Within the logs the error placed in the log output was found.

Is there any config that can be added within the cdc-embedded-connector to fix this please? how can I get round this please? is this a known issue?

Thanks in advance.

Note: started working on this implementation last December, using DataflowTemplates-2022-12-13-00_RC01.

Beam Version

Newer than 2.43.0

Relevant log output

{"message":"io.debezium.embedded.EmbeddedEngine - Stopping connector after error in the application\u0027s handler method: null\njava.lang.NullPointerException: null\n\tat com.google.cloud.dataflow.cdc.connector.DebeziumSourceRecordToDataflowCdcFormatTranslator.translate(DebeziumSourceRecordToDataflowCdcFormatTranslator.java:91)\n\tat com.google.cloud.dataflow.cdc.connector.PubSubChangeConsumer.handleBatch(PubSubChangeConsumer.java:118)\n\tat io.debezium.embedded.EmbeddedEngine.run(EmbeddedEngine.java:826)\n\tat java.base/java.util.concurrent.Executors$RunnableAdapter.call(Executors.java:515)\n\tat java.base/java.util.concurrent.FutureTask.run(FutureTask.java:264)\n\tat java.base/java.util.concurrent.ThreadPoolExecutor.runWorker(ThreadPoolExecutor.java:1128)\n\tat java.base/java.util.concurrent.ThreadPoolExecutor$Worker.run(ThreadPoolExecutor.java:628)\n\tat java.base/java.lang.Thread.run(Thread.java:829)\n","severity":"ERROR"}

{"message":"com.google.cloud.dataflow.cdc.connector.DebeziumToPubSubDataSender - Requesting embedded engine to shut down","severity":"INFO"}
grdavor commented 6 months ago

Probably a bit late to the party but I think I was able to replicate this bug.

Setup:

databaseManagementSystem=postgres
singleTopicMode=false
whitelistedTables=postgres.public.table
inMemoryOffsetStorage=false

Steps to reproduce:

  1. Have the cdc-embedded-connector running and caught up with WAL
  2. stop the connector
  3. delete a row from the whitelistedTable
  4. restart the connector

From my limited understanding, the issue is that after restart, the connector tries to get the table schema from the after value emitted by debezium. However, if the first event it encounters is a delete event, the after value is null.

A hacky way to cricumvent the issue could be to set snapshot.mode to always (if the table is small enough so that it doesn't slow the replication too much). This would ensure that the first event the connector receives after restart isn't a delete event.

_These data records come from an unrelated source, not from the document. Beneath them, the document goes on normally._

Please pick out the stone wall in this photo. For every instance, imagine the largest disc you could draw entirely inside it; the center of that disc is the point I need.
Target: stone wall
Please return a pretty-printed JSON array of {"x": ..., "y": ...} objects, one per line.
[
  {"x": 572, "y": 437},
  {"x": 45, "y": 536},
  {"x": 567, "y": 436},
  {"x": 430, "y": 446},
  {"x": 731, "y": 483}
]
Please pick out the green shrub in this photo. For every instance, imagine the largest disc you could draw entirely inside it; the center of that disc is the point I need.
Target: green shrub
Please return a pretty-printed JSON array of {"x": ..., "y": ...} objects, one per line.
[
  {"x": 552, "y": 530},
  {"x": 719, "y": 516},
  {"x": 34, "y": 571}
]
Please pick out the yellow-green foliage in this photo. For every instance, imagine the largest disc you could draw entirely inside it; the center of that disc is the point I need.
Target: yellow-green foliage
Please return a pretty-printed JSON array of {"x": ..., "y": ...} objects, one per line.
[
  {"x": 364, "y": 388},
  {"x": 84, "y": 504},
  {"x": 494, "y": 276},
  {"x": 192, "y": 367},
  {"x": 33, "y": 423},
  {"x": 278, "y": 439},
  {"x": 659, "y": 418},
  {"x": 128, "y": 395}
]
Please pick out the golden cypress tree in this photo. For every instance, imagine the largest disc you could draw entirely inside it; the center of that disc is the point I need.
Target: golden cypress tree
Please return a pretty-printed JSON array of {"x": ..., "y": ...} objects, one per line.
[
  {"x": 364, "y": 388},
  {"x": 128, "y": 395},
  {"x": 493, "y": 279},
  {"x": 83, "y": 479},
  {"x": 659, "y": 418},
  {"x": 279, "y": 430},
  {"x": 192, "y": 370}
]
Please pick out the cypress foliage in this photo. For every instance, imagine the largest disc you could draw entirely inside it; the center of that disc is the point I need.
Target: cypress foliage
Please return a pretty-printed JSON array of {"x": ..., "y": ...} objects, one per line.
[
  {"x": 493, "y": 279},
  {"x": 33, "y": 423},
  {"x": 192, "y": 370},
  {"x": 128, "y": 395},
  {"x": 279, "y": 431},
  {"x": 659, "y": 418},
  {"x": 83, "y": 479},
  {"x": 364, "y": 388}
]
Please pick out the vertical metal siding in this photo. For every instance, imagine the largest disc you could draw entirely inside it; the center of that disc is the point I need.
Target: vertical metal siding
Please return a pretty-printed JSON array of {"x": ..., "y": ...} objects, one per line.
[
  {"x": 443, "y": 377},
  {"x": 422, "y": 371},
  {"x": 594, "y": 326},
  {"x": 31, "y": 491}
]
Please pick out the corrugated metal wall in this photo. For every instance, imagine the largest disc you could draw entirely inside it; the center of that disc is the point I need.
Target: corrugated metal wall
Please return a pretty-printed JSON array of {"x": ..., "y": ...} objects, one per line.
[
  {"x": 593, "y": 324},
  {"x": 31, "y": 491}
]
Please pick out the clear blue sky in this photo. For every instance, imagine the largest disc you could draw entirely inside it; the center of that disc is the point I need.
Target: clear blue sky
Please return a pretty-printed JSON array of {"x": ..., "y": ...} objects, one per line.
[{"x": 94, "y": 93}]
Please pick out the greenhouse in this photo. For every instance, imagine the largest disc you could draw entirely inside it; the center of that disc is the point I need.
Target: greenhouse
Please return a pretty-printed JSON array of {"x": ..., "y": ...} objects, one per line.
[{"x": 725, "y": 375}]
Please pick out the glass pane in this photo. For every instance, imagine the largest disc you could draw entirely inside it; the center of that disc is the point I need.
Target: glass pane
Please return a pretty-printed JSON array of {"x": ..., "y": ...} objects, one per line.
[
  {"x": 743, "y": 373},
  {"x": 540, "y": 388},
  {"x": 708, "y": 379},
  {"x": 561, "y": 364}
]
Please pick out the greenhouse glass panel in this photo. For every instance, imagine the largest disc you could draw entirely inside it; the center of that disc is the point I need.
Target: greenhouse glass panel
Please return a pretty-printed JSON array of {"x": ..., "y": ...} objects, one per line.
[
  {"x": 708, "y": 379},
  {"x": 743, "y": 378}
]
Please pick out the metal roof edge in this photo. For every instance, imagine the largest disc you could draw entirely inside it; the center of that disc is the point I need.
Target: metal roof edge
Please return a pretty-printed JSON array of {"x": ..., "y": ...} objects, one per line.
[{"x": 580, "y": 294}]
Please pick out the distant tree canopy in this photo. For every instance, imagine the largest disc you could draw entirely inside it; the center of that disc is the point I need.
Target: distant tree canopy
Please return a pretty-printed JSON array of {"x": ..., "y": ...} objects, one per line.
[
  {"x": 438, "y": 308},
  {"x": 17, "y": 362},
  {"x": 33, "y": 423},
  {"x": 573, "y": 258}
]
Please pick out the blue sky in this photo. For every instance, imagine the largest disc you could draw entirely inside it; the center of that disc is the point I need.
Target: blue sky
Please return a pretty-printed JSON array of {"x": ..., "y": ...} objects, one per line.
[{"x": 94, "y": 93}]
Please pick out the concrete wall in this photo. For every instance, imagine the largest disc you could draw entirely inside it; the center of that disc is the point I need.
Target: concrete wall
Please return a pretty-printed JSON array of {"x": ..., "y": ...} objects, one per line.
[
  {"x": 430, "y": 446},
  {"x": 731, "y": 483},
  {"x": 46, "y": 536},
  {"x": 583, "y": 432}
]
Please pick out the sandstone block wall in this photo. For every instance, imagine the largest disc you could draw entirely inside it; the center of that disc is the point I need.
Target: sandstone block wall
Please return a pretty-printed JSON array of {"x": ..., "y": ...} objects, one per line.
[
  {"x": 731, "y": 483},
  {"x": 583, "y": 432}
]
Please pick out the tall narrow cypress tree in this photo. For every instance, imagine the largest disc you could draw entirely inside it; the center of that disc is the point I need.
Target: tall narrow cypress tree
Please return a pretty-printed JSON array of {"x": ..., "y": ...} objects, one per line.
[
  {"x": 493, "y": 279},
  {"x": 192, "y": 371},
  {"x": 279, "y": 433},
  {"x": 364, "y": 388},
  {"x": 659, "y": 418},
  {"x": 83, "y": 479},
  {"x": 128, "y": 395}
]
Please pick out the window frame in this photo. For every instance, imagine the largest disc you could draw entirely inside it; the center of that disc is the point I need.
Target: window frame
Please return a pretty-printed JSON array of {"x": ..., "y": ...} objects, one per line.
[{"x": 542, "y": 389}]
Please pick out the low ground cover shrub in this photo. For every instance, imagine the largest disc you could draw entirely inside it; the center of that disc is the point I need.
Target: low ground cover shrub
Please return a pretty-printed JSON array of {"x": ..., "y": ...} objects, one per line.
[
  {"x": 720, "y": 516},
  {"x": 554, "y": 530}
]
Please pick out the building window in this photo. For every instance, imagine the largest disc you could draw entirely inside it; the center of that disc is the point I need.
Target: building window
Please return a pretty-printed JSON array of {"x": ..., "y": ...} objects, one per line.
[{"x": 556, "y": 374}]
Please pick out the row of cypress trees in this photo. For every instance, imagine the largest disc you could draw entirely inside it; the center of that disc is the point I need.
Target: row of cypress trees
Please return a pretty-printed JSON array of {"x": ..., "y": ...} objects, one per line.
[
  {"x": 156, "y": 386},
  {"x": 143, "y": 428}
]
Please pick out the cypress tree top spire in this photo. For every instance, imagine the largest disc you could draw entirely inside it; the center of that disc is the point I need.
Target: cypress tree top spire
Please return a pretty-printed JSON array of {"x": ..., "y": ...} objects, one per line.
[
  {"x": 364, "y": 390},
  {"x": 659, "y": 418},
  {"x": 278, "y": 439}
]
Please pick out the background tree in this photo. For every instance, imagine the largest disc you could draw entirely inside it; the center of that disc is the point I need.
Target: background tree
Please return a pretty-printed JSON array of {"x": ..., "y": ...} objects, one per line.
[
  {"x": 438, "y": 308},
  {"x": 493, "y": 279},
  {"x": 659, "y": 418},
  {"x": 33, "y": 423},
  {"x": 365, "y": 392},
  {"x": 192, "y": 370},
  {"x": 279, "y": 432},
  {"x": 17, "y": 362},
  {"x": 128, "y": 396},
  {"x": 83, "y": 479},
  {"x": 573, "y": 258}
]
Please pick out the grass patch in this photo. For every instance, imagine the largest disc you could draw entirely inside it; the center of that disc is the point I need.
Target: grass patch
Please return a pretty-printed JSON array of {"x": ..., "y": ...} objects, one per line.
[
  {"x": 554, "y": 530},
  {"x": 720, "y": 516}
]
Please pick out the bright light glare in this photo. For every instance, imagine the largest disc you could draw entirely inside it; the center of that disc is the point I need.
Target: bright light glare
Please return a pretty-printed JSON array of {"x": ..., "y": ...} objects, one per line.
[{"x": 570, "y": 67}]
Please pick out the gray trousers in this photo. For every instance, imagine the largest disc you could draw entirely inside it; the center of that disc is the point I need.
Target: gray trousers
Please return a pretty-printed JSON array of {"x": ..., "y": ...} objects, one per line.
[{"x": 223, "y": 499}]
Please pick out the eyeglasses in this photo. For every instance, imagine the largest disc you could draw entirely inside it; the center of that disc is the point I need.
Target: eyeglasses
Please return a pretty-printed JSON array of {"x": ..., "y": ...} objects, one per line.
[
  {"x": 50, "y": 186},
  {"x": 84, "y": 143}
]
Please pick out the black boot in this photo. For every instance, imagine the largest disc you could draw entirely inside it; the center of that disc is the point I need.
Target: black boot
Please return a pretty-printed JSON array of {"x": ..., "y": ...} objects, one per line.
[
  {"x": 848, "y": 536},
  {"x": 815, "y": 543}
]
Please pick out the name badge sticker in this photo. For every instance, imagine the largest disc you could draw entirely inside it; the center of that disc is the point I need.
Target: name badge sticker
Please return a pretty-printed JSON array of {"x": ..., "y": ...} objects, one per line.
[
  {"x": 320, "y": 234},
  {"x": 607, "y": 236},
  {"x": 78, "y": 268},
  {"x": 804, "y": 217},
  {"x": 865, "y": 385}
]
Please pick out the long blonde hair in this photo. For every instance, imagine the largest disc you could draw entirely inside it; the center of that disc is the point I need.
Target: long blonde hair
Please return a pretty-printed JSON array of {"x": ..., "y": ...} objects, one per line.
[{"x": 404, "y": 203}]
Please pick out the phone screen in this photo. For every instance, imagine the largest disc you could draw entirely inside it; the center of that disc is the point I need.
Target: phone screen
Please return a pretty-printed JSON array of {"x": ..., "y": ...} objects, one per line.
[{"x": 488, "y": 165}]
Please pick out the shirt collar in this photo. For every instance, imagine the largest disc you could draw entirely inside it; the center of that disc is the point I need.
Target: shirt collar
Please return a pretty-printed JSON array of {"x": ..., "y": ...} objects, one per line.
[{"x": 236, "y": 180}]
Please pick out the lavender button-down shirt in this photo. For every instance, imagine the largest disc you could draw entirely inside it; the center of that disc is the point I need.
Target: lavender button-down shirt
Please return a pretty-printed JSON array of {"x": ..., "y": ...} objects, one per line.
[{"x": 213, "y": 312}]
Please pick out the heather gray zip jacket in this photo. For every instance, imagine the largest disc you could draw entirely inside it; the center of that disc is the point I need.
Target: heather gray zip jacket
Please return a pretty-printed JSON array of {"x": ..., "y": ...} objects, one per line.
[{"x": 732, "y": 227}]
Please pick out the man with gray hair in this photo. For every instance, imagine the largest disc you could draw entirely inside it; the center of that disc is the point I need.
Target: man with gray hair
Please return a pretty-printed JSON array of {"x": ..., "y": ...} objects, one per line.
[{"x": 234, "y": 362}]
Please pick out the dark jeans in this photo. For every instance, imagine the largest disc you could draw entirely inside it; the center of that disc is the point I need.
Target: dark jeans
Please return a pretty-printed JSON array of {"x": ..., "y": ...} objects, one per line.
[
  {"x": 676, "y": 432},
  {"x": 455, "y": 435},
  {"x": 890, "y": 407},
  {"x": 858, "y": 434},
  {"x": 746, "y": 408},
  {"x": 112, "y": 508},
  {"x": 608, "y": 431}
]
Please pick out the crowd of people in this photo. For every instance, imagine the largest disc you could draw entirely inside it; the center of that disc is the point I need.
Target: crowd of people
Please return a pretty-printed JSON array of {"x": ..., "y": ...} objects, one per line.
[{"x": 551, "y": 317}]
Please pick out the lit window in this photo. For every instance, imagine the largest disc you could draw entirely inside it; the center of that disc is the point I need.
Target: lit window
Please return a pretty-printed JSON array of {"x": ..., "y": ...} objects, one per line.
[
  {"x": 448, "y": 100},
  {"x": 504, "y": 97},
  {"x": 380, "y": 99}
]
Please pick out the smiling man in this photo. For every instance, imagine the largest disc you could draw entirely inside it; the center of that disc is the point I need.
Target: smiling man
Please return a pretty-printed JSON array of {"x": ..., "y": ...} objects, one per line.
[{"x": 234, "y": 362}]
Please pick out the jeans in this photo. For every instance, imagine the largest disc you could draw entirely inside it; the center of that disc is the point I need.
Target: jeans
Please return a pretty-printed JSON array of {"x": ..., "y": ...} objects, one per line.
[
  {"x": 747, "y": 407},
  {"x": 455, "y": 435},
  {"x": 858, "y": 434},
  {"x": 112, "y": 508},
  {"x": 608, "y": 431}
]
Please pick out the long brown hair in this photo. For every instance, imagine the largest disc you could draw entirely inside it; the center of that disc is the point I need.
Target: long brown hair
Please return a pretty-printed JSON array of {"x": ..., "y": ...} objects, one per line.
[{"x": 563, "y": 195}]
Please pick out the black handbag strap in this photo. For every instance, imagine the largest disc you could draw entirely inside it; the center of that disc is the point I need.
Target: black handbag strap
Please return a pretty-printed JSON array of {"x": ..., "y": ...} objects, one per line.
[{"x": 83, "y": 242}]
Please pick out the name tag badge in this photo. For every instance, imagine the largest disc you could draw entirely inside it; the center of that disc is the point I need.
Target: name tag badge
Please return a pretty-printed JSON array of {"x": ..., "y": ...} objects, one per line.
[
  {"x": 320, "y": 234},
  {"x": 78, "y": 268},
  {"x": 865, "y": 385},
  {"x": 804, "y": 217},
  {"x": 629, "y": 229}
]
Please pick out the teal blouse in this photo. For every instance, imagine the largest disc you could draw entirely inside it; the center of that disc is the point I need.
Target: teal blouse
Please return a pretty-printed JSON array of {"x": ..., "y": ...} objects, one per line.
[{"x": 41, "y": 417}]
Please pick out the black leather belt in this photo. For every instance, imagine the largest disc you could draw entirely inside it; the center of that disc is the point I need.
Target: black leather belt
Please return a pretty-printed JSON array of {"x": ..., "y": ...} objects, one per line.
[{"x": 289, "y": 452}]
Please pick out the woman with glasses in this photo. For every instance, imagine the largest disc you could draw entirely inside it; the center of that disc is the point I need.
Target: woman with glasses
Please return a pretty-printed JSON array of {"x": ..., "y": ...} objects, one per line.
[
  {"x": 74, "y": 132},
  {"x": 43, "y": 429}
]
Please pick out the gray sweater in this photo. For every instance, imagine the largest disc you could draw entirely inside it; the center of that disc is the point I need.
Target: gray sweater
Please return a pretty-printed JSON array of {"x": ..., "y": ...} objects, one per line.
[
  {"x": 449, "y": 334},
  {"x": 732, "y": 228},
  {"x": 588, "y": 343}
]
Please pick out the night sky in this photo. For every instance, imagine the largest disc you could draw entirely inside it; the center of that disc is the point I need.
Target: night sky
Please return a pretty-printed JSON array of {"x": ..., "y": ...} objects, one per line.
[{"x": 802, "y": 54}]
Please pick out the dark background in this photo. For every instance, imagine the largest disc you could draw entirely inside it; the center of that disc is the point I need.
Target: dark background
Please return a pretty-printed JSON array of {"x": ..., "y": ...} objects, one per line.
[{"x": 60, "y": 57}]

github-actions[bot] commented 6 days ago

This issue has been marked as stale due to 180 days of inactivity. It will be closed in 1 week if no further activity occurs. If you think that’s incorrect or this pull request requires a review, please simply write any comment. If closed, you can revive the issue at any time. Thank you for your contributions.